A Quest for State Endangered/Federally Threatened Orchid Species

by Tina Myers 12. July 2013 05:59

My co-worker and fellow ecologist, Heather Patti, and I participated in a unique opportunity this past week when we assisted the WI Department of Natural Resources in a survey of the State Endangered/Federally Threatened Prairie White Fringed Orchid (Platanthera leucophaea).  This extremely rare plant is primarily found in moist, undisturbed, deep-soiled and/or calcareous prairies and is less commonly seen in tamarack fens.  Since these ecosystems are also quite rare, the survival of this beautiful wildflower is dependent upon the preservation and management of the few remaining areas that harbor them.  These unique ecosystems are under constant threat of invasive species such as glossy buckthorn (Rhamnus frangula) which can easily overtake a prairie in the absence of fire.  The WDNR’s Bureau of Endangered Resources, which was renamed the Bureau of Natural Heritage Conservation on July 1, tracks rare species and manages State Natural Areas to preserve the best remnants of our original landscapes and they depend on many volunteers to help them.

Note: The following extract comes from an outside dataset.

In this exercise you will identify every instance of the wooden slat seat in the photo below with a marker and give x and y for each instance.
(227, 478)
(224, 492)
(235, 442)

With approximately a dozen other volunteers, Heather and I meandered throughout a prairie in southeast Wisconsin in search of this rare beauty.  It was much like looking for a needle in a haystack!  By the end of the day, only a small number of orchids were found and their locations GPS’d.  I was thrilled to be able to personally find one lonely orchid during the last 10 minutes of a long day searching.  In addition to the rare orchid find, we also caught a glimpse of the State-Threatened Blanding’s turtle (Emydoidea blandingii), and several other rare plants such as smooth phlox (Phlox glaberrima), marsh blazing star (Liatris spicata), and ohio goldenrod (Solidago ohioensis), among others.